My second summer was much more interesting, as I moved up to be a chauffeur on one of several open-topped shuttle buses that crisscross the entire grounds, carrying members from the front gate to the common areas and on up a myriad of small dirt roads to the individual encampments. These encampments are like camps within the camp, clubs within the club, or like fraternities, with their own rules of membership and exclusivity. Set amidst the redwoods these camps were designed in many styles, there were: clusters of teepees, wooden forts, castles, primitive hut villages, and many other types of structures, all magnificently and colorfully lit at night. Imagine it a little like Disneyland under the redwood trees. They had a rustic veneer but they had many of the comforts of a luxury hotel. Some of the camps were for political leaders, some for certain financial magnates, and others for lesser businessmen or entertainers. I never learned all the details but one learned from hearsay who was a member of which encampment. There were many stories and fables at The Grove.

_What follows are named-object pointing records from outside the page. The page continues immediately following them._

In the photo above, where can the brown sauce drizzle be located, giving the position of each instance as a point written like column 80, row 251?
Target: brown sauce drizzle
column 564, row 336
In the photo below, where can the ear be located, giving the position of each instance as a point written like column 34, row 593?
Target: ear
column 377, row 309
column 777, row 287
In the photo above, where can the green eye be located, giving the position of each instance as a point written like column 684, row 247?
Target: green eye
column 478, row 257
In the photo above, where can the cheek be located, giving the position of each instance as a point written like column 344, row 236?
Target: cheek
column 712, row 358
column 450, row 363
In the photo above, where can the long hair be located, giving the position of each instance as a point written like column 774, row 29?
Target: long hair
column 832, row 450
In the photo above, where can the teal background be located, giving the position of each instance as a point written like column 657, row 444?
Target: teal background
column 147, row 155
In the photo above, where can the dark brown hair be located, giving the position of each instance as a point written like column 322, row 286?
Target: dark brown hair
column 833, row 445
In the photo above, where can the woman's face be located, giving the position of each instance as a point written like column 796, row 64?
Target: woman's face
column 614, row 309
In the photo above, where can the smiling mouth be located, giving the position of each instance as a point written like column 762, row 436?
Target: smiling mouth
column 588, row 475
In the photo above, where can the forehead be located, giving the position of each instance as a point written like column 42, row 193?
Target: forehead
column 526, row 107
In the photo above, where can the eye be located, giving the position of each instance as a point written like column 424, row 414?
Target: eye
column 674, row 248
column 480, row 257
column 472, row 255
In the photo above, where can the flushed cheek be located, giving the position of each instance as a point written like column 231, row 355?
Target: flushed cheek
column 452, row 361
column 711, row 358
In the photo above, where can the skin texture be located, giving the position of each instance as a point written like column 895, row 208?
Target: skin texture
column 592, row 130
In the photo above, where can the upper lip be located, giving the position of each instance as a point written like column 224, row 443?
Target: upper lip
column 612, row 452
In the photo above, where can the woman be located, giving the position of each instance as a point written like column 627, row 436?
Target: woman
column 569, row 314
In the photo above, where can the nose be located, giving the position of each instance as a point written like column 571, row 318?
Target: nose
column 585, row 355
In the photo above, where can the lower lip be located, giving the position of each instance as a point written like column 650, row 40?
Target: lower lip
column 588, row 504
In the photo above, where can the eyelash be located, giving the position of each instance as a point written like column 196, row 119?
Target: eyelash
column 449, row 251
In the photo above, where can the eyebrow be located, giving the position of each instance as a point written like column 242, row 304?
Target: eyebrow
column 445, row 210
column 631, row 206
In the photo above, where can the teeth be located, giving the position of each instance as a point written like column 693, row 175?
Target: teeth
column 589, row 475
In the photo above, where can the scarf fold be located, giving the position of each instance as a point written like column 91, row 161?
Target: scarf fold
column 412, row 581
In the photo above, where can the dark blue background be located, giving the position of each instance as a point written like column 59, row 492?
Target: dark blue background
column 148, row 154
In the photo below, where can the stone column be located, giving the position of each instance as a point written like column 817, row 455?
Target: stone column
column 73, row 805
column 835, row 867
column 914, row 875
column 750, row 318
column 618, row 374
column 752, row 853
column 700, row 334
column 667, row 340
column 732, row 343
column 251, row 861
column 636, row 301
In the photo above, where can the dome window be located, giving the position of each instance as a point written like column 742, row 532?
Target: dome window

For all of the crassness, juvenile foolishness and drunken stupidity that occurred at the camp, and there was quite a bit of this, (I can’t recall how many times that first year I saw men urinating on each other’s cars and finding it somehow hilarious, but it was many more times than I wish I had seen) there were also elements of sublime beauty.  My favorite part of the camp was every evening at about 6pm, in the middle of a small grove of redwoods near the commons building, just up from the main gate, a man in full Scottish regalia would stand and play the bagpipes, while the golden sunlight filtered down through the trees and filled the grove with radiant light. The air above him, lightly misted with sunlit dust stirred up from the tires of our shuttle buses, would come alive with the sound of “Amazing Grace” and I would stop my bus and sit and watch him as he played and listen to the sound of the pipes as they echoed among the trees, and lilted up through their canopies.

One such evening I had just finished listening to his serenade, which lasted about twenty minutes or so, and I drove around to the front gate just as Henry Kissinger was getting out of a vehicle. Several men around him hailed me and I waited. The group came to me, spoke a few things just out of earshot and then the rest of the men walked on up to the commons while Mr Kissinger got on my shuttle. Earlier that year I had studied his involvement in opening China, and many other exploits. I’m generally not a political person but I admired his achievements and here we were, just he and I, driving together through The Grove. He was polite, but didn’t say much after our initial greetings and after he had told me where he wanted to go. I generally can start up a conversation but found myself tongue-tied this time. So I just savored the warm summer air, the beauty of the trees, my simple life and the strange incongruity of my little life with driving our former Secretary of State to his destination.

Following this encounter, I also saw George HW Bush, Casper Weinberger, George Schultz again and Ronald Reagan; the place was hopping! But I didn’t get to drive any of them. I did in the end however, get to hear Mr Reagan’s speech. My written request had been denied but it so happened that I had to drive by the meadow where the speech was being given, since practically everyone attending wanted to hear him, and during the course of my business was able to stop and listen to him. My letter hadn’t gone over as planned with my higher ups; in fact, my direct supervisor was very angry towards me, because I had undermined him by going over his head to the top of the club at the offices in San Francisco. The folks at the main offices also didn’t see things my way and I wasn’t invited to work there again the following year. I was disappointed but had moved on as well myself and was ready for different challenges.